Après le dépôt de son dossier, Mamadou Koulibaly a évoqué les difficultés qu’il a rencontré relativement au parrainage, qui "n’est pas prévu par la Constitution", selon lui.

Ci-dessous l’intégralité de son discours

"Ce dossier contient beaucoup d’histoires et beaucoup de problèmes. Ce serait bien que les Ivoiriens connaissent les histoires et les problèmes. 

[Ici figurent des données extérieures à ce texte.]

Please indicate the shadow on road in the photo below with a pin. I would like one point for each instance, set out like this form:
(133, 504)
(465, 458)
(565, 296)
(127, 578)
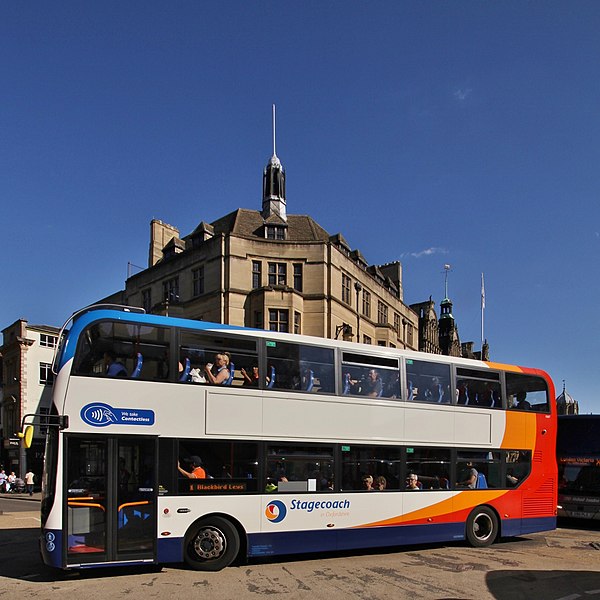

Contrairement à toutes les dispositions de notre loi fondamentale, il a été instauré des nouveautés qui n’avaient pas le droit de l’être : le parrainage citoyen n’est pas du tout prévu par la constitution. Le code électoral a été modifié et le résultat, c’est que il a été demandé à tous les candidats d’aller trouver des citoyens en ville, dans le pays, pour leur demander de fournir leur signature, leur caution à des candidats qu’ils ne connaissent pas. Nous débarquons chez des citoyens de notre pays, et nous leur demandons de nous donner leurs cartes d’identité, de signer un papier pour nous, parce que nous voulons être président de la république.

Ça a été difficile, parce que, d’une part, les gens n’avaient pas de pièces d’identité pour la plupart, ou alors les pièces d’identité sont perdues, ou alors les numéros n’existent pas, ou alors les gens avaient peur de donner leurs pièces d’identité, craignant des représailles qui pourraient suivre. “Je ne vous connais pas, vous me demandez mon numéro de pièce d’identité, qu’est-ce que vous allez en faire; et si après on exploitait ça contre moi ?”  

Mais nous avons été quand même bien accueillis. Il a fallu prendre le temps d’expliquer. Ça, c’est l’une des difficultés, parce que contrairement à ce qui se fait dans notre pays quand il s’agit de la Cmu, le gouvernement prend les dispositions pour faire campagne, des affiches. A la radio, à la télévision, on explique aux gens qu’est-ce que c’est que la Cmu, pourquoi il faut aller à la Cmu… Quand il s’agit du recensement de la population, des programmes emplois-jeunes, même pour les funérailles, on fait de grandes campagnes d’information des populations.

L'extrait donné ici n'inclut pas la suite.